Is there any way to select a subset from a large set based on a property or predicate in less than O(n) time?
For a simple example, say I have a large set of authors. Each author has a one-to-many relationship with a set of books, and a one-to-one relationship with a city of birth.
Is there a way to efficiently do a query like "get all books by authors who were born in Chicago"? The only way I can think of is to first select all authors from the city (fast with a good index), then iterate through them and accumulate all their books (O(n) where n is the number of authors from Chicago).
I know databases do something like this in certain joins, and Endeca claims to be able to do this "fast" using what they call "Record Relationship Navigation", but I haven't been able to find anything about the actual algorithms used or even their computational complexity.
I'm not particularly concerned with the exact data structure... I'd be jazzed to learn about how to do this in a RDBMS, or a key/value repository, or just about anything.

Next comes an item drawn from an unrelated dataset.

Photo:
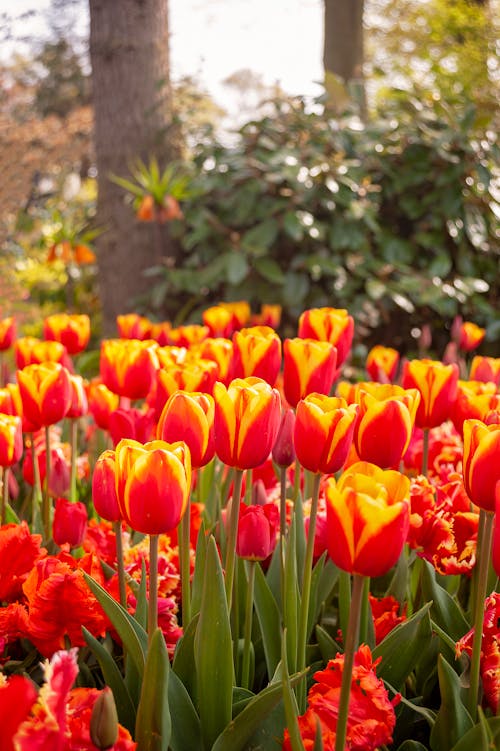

Also, what about third or fourth degree requests of this nature? (Get me all the books written by authors living in cities with immigrant populations greater than 10,000...) Is there a generalized n-degree algorithm, and what is its performance characteristics?
Edit:
I am probably just really dense, but I don't see how the inverted index suggestion helps. For example, say I had the following data:
DATA
1. Milton England
2. Shakespeare England
3. Twain USA
4. Milton Paridise Lost
5. Shakespeare Hamlet
6. Shakespeare Othello
7. Twain Tom Sawyer
8. Twain Huck Finn
INDEX
"Milton" (1, 4)
"Shakespeare" (2, 5, 6)
"Twain" (3, 7, 8)
"Paridise Lost" (4)
"Hamlet" (5)
"Othello" (6)
"Tom Sawyer" (7)
"Huck Finn" (8)
"England" (1, 2)
"USA" (3)
Say I did my query on "books by authors from England". Very quickly, in O(1) time via a hashtable, I could get my list of authors from England: (1, 2). But then, for the next step, in order retrieve the books, I'd have to, for EACH of the set {1, 2}, do ANOTHER O(1) lookup: 1 -> {4}, 2 -> {5, 6} then do a union of the results {4, 5, 6}.
Or am I missing something? Perhaps you meant I should explicitly store an index entry linking Book to Country. That works for very small data sets. But for a large data set, the number of indexes required to match any possible combination of queries would make the index grow exponentially.